We are re-posting this popular article about the foreign currency and the devaluation and revaluation systems. After all, what’s the point of trying to predict foreign exchange markets (FOREX) if you don’t even know how the market moves and reacts to change? The world’s largest market that is open 24 hours does react to certain changes and you need to know how to watch and interpret these movements. Why let some third-party web application make predictions for you when you can do the work yourself?

Devaluation and Revaluation of Currencies

For all of our examples we will use the comparison between $ (dollar) and € (Euro). To depict what occurs in the economy we will use a model (economists like models). The model employed is called the AA–DD model.

Here is a quick summary of the model. The AA curve represents the asset market and the DD curve represents the output market (goods and services). The X-axis represents production (or GDP (Y)), and the Y-axis depicts the appreciation or depreciation between the domestic currency ($) and foreign currency (€ in this example). For more information on how these models are derived please visit the international economics study web site.

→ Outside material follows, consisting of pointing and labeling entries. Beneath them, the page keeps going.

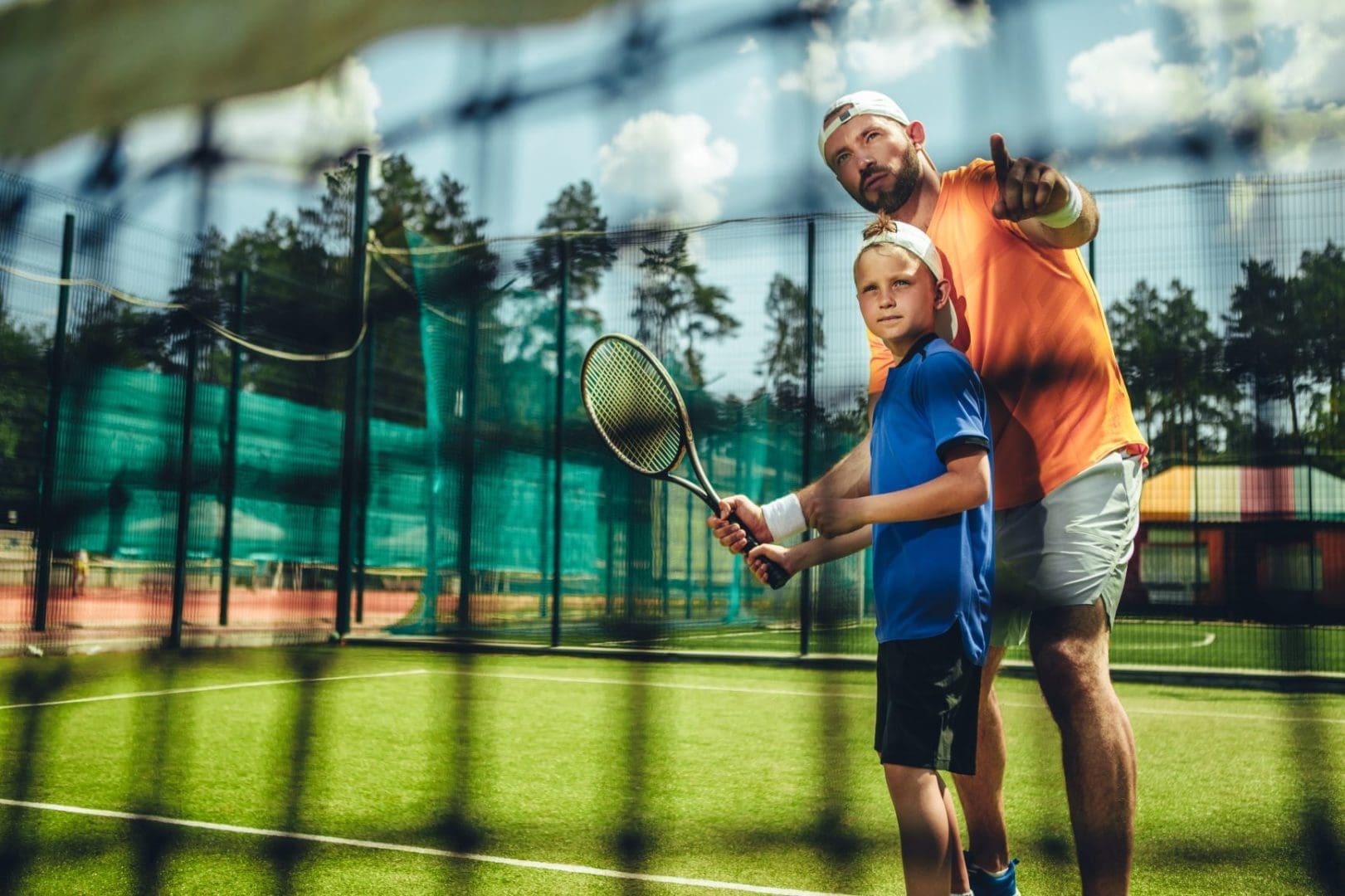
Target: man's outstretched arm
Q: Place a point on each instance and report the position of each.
(1048, 207)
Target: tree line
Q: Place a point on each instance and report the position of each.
(1258, 383)
(1267, 387)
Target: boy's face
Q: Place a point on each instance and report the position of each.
(898, 296)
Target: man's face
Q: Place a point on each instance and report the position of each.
(876, 162)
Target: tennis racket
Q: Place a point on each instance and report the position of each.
(641, 415)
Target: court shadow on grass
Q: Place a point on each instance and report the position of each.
(35, 684)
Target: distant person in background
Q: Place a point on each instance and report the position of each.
(81, 572)
(1067, 456)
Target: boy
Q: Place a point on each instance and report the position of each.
(928, 519)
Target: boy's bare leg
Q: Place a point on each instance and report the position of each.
(961, 883)
(1070, 650)
(923, 816)
(982, 796)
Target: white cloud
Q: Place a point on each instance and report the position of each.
(821, 75)
(670, 164)
(1213, 23)
(1123, 80)
(755, 99)
(894, 38)
(883, 41)
(287, 132)
(1274, 67)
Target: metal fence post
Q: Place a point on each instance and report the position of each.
(351, 423)
(50, 443)
(558, 441)
(366, 473)
(227, 475)
(809, 424)
(179, 560)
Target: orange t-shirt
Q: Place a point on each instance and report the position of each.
(1032, 326)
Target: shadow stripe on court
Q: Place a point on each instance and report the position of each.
(203, 689)
(846, 694)
(420, 850)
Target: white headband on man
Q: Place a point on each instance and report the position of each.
(862, 103)
(911, 238)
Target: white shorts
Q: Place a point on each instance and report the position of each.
(1067, 549)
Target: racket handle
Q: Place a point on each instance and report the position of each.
(775, 573)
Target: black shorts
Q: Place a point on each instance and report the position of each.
(928, 701)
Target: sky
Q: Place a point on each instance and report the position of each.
(692, 110)
(716, 117)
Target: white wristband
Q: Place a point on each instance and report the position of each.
(1068, 213)
(784, 517)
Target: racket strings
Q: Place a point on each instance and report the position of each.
(634, 408)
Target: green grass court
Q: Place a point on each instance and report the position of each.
(568, 775)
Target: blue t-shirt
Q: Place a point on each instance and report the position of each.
(931, 573)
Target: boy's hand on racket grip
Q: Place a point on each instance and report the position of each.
(738, 519)
(771, 572)
(764, 558)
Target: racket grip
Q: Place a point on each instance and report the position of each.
(775, 573)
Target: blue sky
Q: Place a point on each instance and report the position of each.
(714, 116)
(720, 120)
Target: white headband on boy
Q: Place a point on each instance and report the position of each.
(911, 238)
(862, 103)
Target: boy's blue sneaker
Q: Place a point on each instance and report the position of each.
(987, 884)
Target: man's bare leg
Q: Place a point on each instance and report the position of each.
(1070, 650)
(982, 796)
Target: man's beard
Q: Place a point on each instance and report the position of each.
(903, 187)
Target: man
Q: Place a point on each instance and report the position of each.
(1067, 458)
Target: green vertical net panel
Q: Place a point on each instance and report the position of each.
(489, 487)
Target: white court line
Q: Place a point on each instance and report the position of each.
(422, 850)
(1204, 642)
(207, 688)
(845, 694)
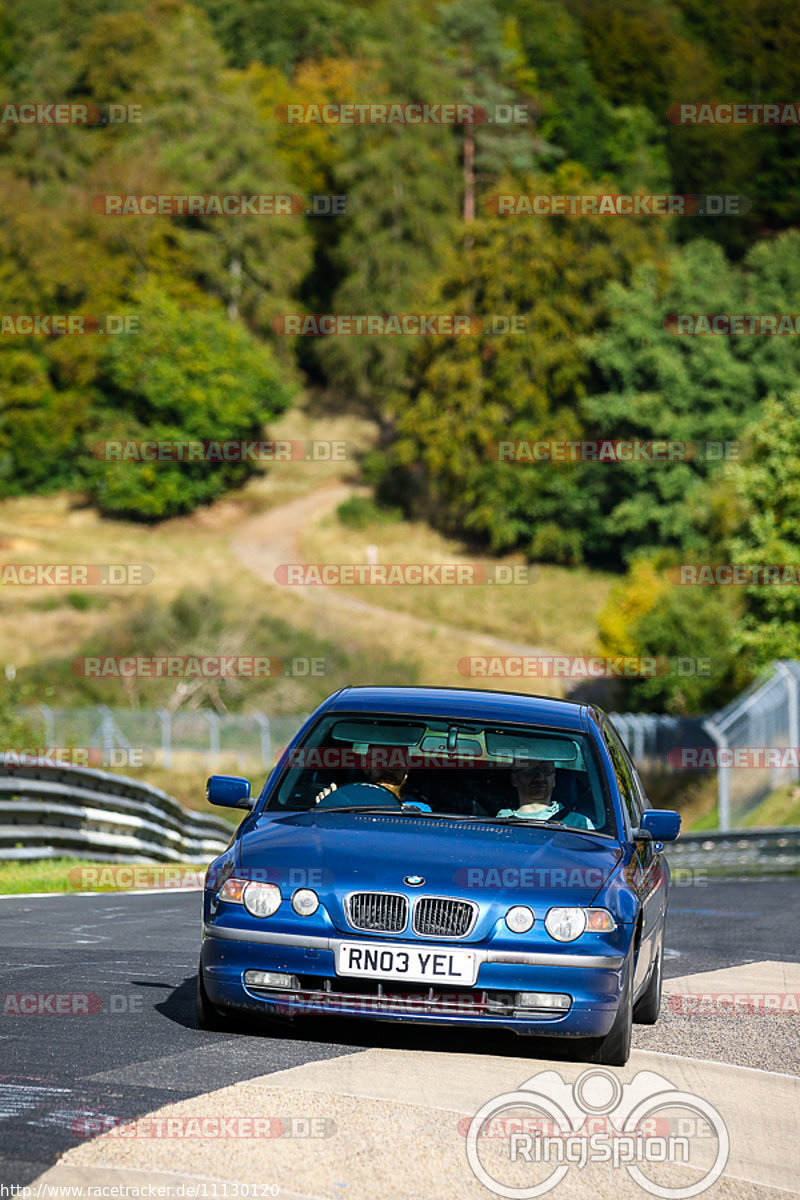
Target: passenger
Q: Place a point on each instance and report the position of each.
(534, 781)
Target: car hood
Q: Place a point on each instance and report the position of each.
(337, 853)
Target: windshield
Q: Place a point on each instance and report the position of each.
(446, 768)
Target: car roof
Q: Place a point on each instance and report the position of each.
(467, 703)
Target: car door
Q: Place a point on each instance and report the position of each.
(647, 871)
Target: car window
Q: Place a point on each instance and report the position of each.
(625, 773)
(447, 768)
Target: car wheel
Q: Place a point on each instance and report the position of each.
(648, 1006)
(208, 1017)
(614, 1049)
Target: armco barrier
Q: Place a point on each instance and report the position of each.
(738, 851)
(49, 811)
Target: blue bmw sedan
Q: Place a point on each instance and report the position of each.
(444, 856)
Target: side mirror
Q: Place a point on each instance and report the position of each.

What happens to the domestic economy when currencies are devalued or revalued?

First devaluation:
An announcement to Increase (depreciate) $ with respect to € will lead to the following in domestic markets: Increase of exports (since goods are cheaper), decrease of imports (more expensive to buy); the current account will increase which all leads to increase of Y.

What about the opposite? What happens to the domestic economy when the currency is revaluated?
Quite simply the opposite. An announcement to decrease the exchange rate (appreciate the currency) means decrease in exports, a possibility their will be an increase in imports, and a decrease of the current account. This almost means that Y decreases and C (consumption). You will have a stronger currency at the expense of lower consumption, loss of jobs, etc. This is why China is not in favor of revaluating.

The US on the other hand would like China to revaluate their currency. This would do a few things, namely, decrease the trade deficit for the US. It’s also in the interest of China to revaluate as it would slow a heated economy. The idea is if you build to fast then you’ll have too much capacity and note enough work to go around (which could deflate the economy when nobody has work). Of course, the flip side to that threat is there’s no end in sight for China’s growth….

There you have some basic examples of what happens to the economy upon devaluation or revaluation announcements.